DevOps has many more benefits than the agile software development process. In case of the latter, the development process progresses through four main stages – planning, coding, testing and release. The planning for the software development is done based on customer requirements and involves assigning various tasks to the stakeholders, like designing flowcharts, writing documentation, estimating timelines, etc. After the planning is done, the coding for the software development starts and a working prototype is created. The prototype is then tested in the third (testing) stage. The testing stage is the most important part of the agile software development life cycle because it can affect the overall quality of the software. This stage can also cause bottlenecks because the time required for software testing cannot be estimated precisely and could go beyond the project’s timeline.
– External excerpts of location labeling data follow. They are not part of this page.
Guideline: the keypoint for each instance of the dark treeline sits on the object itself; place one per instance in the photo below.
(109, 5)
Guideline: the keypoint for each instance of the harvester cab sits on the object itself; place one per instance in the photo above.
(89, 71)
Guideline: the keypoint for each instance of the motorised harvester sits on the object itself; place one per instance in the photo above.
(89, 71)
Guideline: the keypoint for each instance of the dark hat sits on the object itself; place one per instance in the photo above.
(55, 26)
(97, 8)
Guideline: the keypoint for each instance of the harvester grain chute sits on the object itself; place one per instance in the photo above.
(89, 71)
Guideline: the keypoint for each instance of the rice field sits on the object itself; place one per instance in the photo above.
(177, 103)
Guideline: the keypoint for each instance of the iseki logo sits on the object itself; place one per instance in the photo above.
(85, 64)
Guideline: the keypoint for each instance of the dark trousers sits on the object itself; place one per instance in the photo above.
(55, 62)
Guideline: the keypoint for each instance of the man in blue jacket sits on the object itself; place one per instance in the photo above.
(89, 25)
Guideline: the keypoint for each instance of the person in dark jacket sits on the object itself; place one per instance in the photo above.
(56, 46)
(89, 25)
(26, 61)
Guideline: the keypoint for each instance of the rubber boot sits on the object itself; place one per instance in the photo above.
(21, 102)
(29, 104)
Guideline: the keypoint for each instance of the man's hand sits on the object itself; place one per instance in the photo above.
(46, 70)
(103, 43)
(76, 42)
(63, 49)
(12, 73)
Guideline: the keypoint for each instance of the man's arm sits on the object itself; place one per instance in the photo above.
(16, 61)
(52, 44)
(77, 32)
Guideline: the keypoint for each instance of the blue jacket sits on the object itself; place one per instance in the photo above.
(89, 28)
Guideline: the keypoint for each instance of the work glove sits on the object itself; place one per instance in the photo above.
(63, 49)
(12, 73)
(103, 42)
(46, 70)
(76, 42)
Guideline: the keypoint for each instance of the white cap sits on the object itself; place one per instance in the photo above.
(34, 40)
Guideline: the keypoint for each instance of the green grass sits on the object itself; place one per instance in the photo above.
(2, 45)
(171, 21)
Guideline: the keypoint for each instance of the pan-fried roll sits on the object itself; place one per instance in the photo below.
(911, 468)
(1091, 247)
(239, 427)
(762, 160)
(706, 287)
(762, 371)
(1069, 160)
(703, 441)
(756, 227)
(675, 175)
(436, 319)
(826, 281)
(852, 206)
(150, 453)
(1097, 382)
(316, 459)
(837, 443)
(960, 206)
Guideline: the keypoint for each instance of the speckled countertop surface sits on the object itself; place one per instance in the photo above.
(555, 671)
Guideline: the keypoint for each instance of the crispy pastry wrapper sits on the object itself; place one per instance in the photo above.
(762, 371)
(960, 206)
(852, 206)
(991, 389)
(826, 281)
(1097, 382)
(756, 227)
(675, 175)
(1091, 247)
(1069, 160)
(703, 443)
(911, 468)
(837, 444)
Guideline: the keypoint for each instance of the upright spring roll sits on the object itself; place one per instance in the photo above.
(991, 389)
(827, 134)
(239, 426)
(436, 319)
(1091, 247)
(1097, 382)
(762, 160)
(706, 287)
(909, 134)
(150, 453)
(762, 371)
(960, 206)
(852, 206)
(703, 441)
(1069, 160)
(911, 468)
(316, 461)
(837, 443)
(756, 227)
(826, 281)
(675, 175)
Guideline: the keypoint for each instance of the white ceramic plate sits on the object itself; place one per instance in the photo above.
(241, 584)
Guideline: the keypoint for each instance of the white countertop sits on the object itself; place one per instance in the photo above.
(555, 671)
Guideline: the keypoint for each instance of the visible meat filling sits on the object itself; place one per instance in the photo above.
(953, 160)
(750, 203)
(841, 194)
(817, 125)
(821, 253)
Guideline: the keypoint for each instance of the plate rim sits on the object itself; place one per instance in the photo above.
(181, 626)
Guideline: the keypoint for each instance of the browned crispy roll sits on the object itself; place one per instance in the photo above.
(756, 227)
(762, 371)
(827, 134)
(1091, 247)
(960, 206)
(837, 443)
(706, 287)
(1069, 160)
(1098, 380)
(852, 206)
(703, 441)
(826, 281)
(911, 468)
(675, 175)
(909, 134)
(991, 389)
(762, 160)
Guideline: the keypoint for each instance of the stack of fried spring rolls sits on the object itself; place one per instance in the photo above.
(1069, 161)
After successfully testing the software, it is then released to the customer in the fourth stage. However, if the customer finds any problems with the software, then the development team takes the customer’s feedback for another iteration of the development cycle. Then the whole development process takes place again, with the four stages, to improve the software and then it is released again, with another version number. Once again the customer’s feedback is taken, and if any improvements are required then the development cycle goes into the iteration stage again and the cycle keeps continuing until the software reaches maturity (a stable software). This type of development cycle could take an indefinite amount of time and causes delays in software development. That’s why using DevOps can make the development cycle quicker and more effective.

With DevOps, the development team communicates with the operations team and does not deal with the customers. In DevOps, only small chunks of code are continuously coded and tested, which prevents any bottlenecks or delays in delivering the code. DevOps provides continuous delivery and integration of the code. This is why it is better than agile software development.

As DevOps has many benefits over agile software development, many software companies are resorting to the DevOps culture. Because it provides continuous delivery and integration, DevOps can help software products and services to reach maturity in a very short period of time. DevOps is mainly suitable for the development of cloud computing products and services, because it needs collaboration between the development team and the IT operations team. As there is a growing demand for cloud computing products and services, DevOps is the right choice for most software companies and has a great future.